Despite all the recent focus on gold, the best performing precious metal for the week was palladium, up 14.78 percent. Platinum should also get special mention with a gain of 7.10 percent. The World Platinum Investment Council made a strong investment case for the platinum group metals going forward as over 2 million ounces of vaulted stocks have been liquidated over the past four years, depressing the price of the metals.
Following poor Chinese manufacturing data (which contracted for a record seventh month), gold held near a two-week high this week, reports Bloomberg News. Traders are pricing in only a 10-percent chance of an interest rate increase this month as well, and 50-percend odds of it happening by year end, adding to gold’s appeal.
Gold headed for its biggest monthly gain in four years, reports Bloomberg, as falling equities bolstered demand for a haven asset during February. Central banks like the precious metal too, extending the longest gold-buying spree since 1965. According to Bloomberg, countries purchased almost 590 metric tons last year, accounting for 14 percent of annual global bullion demand.

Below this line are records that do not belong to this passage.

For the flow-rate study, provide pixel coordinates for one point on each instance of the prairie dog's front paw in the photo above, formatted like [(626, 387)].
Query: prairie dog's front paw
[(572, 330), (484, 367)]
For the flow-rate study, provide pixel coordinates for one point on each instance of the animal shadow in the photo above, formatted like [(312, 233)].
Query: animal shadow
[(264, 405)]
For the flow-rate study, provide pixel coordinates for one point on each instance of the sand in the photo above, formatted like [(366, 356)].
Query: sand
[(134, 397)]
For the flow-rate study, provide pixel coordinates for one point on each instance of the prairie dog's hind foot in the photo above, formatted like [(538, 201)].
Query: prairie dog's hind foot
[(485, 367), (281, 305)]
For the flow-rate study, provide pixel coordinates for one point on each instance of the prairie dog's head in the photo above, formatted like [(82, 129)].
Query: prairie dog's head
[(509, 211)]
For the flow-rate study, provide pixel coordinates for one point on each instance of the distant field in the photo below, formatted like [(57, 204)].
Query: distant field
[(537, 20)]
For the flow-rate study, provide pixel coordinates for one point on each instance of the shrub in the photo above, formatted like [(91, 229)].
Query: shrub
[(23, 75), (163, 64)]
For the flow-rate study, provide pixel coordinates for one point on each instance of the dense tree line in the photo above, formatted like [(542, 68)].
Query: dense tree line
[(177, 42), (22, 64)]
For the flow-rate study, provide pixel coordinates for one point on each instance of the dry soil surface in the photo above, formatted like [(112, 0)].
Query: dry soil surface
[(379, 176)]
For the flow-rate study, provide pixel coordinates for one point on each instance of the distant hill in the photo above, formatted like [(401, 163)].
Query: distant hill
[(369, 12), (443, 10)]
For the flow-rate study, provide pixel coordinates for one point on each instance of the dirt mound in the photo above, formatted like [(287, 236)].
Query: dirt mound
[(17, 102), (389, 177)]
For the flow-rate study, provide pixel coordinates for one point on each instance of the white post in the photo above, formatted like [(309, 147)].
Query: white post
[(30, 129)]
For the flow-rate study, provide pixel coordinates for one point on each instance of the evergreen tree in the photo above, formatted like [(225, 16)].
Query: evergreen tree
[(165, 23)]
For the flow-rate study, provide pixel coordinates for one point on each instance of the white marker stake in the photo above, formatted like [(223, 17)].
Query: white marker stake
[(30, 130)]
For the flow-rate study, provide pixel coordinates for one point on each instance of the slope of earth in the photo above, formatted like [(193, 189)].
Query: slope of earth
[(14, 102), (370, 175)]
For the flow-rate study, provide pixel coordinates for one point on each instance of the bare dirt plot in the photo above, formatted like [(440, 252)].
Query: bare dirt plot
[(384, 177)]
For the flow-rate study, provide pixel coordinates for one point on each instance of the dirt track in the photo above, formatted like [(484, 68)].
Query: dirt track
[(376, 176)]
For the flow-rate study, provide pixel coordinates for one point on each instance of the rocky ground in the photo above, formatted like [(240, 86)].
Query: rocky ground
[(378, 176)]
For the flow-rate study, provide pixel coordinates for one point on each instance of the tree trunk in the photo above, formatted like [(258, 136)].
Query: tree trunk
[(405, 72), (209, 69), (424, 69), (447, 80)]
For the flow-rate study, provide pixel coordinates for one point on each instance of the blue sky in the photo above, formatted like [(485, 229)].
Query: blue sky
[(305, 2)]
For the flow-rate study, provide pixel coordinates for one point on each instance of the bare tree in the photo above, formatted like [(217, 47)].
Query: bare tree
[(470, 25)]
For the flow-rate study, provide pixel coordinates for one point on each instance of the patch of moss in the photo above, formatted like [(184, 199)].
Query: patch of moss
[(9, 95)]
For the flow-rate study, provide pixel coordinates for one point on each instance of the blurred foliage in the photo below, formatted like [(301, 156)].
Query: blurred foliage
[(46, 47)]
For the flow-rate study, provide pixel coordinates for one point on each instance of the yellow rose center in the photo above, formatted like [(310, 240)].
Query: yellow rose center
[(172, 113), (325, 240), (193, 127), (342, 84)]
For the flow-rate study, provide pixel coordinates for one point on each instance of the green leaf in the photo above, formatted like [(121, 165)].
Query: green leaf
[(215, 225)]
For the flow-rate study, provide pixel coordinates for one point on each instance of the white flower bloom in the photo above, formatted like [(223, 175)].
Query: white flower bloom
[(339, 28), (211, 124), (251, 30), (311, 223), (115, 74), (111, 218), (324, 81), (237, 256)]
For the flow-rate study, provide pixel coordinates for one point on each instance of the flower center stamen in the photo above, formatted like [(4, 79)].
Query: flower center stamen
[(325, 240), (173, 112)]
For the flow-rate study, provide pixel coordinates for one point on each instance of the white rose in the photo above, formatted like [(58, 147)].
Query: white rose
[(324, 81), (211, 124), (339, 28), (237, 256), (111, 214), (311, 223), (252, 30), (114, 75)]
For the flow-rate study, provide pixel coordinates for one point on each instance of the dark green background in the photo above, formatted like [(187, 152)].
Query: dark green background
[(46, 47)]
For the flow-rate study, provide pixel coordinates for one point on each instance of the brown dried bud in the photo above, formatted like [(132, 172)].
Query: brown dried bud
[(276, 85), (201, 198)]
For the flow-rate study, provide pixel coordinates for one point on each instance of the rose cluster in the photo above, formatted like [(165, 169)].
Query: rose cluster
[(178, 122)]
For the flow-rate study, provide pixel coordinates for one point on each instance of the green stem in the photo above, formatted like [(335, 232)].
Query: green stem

The worst performing precious metal for the week was gold. Silver climbed 5.48 percent. Perhaps we are seeing some of the money flows rotate down to the other precious metals as year to date, gold has had all the glory.
A dispute erupted this week between India’s Prime Minister Narendra Modi and thousands of the nation’s jewelers. Modi wants to impose a 1 percent excise duty on jewelry produced and sold within the country, reports Bloomberg. This caused a three-day stoppage on Wednesday by members of the All India Gems & Jewellery Federation. A similar shut down in 2012 was successful in getting the then Manmohan Singh government to drop plans for an excise duty.
Bad news is on a roll, reports HSBC Global Research, citing that most PMIs fell in the month of February. The group says volatility in financial markets might be affecting corporate sentiment. The most “worrying development” was the sharp fall in Markit U.S. service sector index; the Markit measure of business activity fell below 50 for the first time since 2013.
As seen in the chart below, gold ETF inflows surged to the highest since 2009. The last time inflows were high, the S&P 500 had fallen more than 18 percent for the year and the Federal Reserve was only three months into its first QE program, reports Bloomberg. Lawrie Williams writes that the gold price is resilient and set for an interesting year. He points out, “The markets ignored the fact that all these ETF liquidations were being eagerly soaked up by the Chinese, Indians and others yet the gold price was being marked down on the COMEX futures markets where the price is largely set.”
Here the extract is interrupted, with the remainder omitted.